When a particle executes SHM oscillates with a frequency v, then the kinetic energy of the particle

To solve the problem regarding the kinetic energy of a particle executing simple harmonic motion (SHM) with a frequency \( v \), we can follow these steps: ### Step 1: Understand the Kinetic Energy Formula The kinetic energy (KE) of a particle is given by the formula: \[ KE = \frac{1}{2} mv^2 \] where \( m \) is the mass of the particle and \( v \) is its velocity. ### Step 2: Define the Motion of the Particle For a particle in SHM, the displacement \( x \) can be expressed as: \[ x = a \sin(\omega t) \] where \( a \) is the amplitude of the motion and \( \omega \) is the angular frequency. ### Step 3: Find the Velocity The velocity \( v \) of the particle is the time derivative of displacement: \[ v = \frac{dx}{dt} = \frac{d}{dt}(a \sin(\omega t)) = a \omega \cos(\omega t) \] ### Step 4: Substitute Velocity into the Kinetic Energy Formula Now, substituting the expression for velocity into the kinetic energy formula: \[ KE = \frac{1}{2} m (a \omega \cos(\omega t))^2 \] \[ KE = \frac{1}{2} m a^2 \omega^2 \cos^2(\omega t) \] ### Step 5: Analyze the Periodicity of the Kinetic Energy The term \( \cos^2(\omega t) \) has a period of \( \frac{T}{2} \), where \( T \) is the period of the motion.
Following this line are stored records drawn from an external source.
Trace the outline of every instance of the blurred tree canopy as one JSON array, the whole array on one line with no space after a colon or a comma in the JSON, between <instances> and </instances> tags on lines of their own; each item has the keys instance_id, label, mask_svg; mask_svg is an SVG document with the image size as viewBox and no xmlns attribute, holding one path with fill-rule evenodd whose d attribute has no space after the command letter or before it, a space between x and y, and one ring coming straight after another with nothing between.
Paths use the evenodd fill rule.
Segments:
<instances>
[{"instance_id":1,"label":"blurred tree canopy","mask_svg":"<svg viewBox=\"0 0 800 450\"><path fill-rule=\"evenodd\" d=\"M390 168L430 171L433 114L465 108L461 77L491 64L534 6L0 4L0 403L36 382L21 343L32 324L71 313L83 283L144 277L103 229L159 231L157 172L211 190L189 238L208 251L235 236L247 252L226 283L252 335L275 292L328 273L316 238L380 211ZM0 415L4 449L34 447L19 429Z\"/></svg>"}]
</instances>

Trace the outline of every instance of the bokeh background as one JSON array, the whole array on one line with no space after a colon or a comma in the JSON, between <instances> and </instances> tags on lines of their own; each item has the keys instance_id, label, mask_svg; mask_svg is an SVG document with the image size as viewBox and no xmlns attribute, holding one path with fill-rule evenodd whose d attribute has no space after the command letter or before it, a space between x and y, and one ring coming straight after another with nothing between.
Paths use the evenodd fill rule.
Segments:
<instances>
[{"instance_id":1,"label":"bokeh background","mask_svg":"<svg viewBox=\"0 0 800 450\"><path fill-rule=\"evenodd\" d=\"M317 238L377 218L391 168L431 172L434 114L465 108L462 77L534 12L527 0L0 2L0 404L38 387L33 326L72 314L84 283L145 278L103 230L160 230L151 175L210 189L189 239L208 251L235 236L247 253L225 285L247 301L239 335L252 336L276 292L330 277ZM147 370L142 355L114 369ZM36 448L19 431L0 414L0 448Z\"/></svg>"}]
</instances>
The period \( T \) is related to the angular frequency by: \[ T = \frac{2\pi}{\omega} \] Thus, the period of \( \cos^2(\omega t) \) is: \[ T_{\cos^2} = \frac{T}{2} = \frac{\pi}{\omega} \] ### Step 6: Relate Period to Frequency Since frequency \( f \) is the reciprocal of the period, we have: \[ f = \frac{1}{T} \] If the period of the kinetic energy is \( \frac{T}{2} \), then the frequency of the kinetic energy will be: \[ f_{KE} = \frac{1}{T/2} = 2f \] Given that the original frequency is \( v \), the frequency of the kinetic energy will be \( 2v \). ### Conclusion Therefore, the kinetic energy of the particle changes periodically with the frequency of \( 2v \). ### Final Answer The correct option is that the kinetic energy changes periodically with the frequency of \( 2v \). ---